Als Schnittstelle wollte ich die selben Typklassen für die Auslieferungen der Antworten vom WebService und für die Datenbankauslesung benutzen, das bringt nun aber dieses Konvertierungsproblem.

Wenn ich die Getter und Setter der Typklassen anpasse, gibt es Probleme beim Client, wenn ichs nicht anpasse, passt das aus der DB ausgelesene Date nicht in die long-Variable. Außerdem werden meine Typklassen auch immer wieder neu generiert, wenn der WebService sich ändert, was beständiges nachträgliches Ändern nach sich ziehen würde, was nicht akzeptabel ist!

Jetzt zu meinen Fragen:

1. Ist dieses Problem mit dem Date-Datentyp wirklich essentiell für andere gängige Programmier-bzw, Scriptsprachen? (C#, C++, Delphi, PHP usw.)
-> Wenn Ja, wie lesen dann andere Sprachen denn Datumsangaben aus Datenbanken? (falls sich einer damit auskennt hier)

2. Gäbe es eine Möglichkeit die Konvertierung des Datentypes schon beim Auslesen aus der DB vorzunehmen?

3. Oder komm ich nicht drum herum seperate Typklassen zu benutzen?

Als WebService-Technologie benutze ich JAX-WS und für den Datenbankzugriff MyBatis.

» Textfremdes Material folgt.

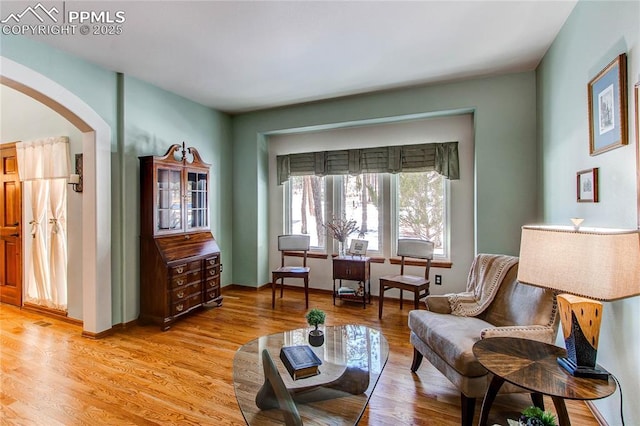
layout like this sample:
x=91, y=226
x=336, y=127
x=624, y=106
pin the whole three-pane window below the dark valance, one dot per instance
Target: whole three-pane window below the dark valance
x=417, y=204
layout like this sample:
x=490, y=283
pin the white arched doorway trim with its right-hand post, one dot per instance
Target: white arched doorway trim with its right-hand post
x=96, y=203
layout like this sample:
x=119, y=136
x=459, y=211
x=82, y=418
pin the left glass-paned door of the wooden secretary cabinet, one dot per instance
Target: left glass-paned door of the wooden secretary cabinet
x=169, y=202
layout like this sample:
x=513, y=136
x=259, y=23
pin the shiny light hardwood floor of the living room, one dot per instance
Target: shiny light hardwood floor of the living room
x=142, y=376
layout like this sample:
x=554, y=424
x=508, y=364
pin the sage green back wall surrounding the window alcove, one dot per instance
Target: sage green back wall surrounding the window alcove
x=505, y=157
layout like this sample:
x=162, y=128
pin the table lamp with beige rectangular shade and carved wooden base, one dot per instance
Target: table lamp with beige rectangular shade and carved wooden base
x=588, y=264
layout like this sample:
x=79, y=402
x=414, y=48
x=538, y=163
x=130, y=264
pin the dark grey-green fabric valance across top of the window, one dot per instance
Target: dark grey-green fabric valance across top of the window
x=441, y=157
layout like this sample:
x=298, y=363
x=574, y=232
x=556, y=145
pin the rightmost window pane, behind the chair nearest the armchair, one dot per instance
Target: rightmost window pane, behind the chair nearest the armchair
x=421, y=208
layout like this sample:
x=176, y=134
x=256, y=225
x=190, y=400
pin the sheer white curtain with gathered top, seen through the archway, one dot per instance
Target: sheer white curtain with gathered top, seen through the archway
x=44, y=165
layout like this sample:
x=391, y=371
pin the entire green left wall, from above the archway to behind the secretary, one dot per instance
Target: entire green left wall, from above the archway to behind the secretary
x=144, y=120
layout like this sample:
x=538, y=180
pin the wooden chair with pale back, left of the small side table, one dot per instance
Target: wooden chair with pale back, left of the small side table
x=287, y=244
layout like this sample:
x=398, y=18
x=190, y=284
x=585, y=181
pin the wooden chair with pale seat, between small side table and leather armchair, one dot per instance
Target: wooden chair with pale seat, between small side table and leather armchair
x=412, y=248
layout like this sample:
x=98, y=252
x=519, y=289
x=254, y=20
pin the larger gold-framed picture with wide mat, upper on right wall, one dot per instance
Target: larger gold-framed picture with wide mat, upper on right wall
x=607, y=93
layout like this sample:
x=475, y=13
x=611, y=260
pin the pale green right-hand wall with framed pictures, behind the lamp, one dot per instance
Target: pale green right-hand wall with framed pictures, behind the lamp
x=595, y=33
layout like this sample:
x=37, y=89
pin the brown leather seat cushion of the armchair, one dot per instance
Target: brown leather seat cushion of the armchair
x=451, y=337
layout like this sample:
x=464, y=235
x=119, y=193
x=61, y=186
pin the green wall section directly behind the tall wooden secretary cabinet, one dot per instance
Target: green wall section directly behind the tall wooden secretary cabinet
x=155, y=119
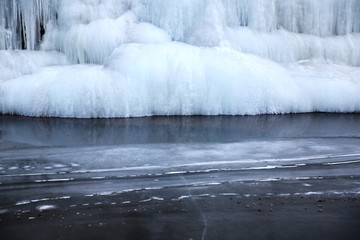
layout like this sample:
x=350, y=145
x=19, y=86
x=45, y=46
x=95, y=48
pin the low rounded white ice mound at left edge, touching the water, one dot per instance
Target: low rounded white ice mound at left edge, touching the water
x=70, y=91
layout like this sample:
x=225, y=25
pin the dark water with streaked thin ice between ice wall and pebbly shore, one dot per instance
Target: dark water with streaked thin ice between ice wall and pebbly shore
x=44, y=159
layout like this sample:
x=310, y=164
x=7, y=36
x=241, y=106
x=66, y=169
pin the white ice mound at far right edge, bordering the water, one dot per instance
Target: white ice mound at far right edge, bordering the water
x=329, y=87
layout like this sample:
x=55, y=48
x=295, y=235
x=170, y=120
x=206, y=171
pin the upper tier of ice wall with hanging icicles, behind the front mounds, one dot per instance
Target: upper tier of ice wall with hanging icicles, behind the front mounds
x=282, y=30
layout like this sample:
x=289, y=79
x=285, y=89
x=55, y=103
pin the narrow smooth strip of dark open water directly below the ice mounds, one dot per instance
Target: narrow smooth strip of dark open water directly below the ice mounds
x=222, y=129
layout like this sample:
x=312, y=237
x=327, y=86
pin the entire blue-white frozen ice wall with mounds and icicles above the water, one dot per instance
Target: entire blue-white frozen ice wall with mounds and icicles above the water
x=124, y=58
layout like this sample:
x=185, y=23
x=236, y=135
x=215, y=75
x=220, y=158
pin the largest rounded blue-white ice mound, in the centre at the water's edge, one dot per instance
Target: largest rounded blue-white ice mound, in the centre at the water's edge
x=180, y=79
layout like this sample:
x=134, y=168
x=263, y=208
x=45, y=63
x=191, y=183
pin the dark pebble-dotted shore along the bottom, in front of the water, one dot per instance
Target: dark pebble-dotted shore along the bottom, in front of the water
x=226, y=211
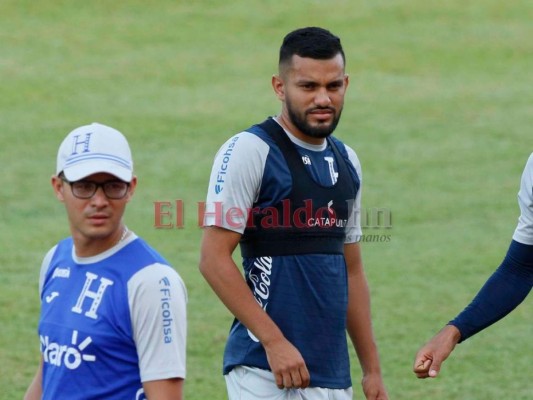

Danke schon im Vorraus für alle Anregungen!

mfg
Jay


----------



## XHelp (2. Okt 2011)

Hm. so richtig verstehe ich dich nicht.
Warum sollte Date nicht in einen long passen? Darüber hinaus kann ich jetzt nicht wirklich erkennen welches Problem du überhaupt bei den Fragen meinst.


----------



## JayGabriel (4. Okt 2011)

Hallo XHelp,

dann versuch ich es noch einmal anders zu Erklären...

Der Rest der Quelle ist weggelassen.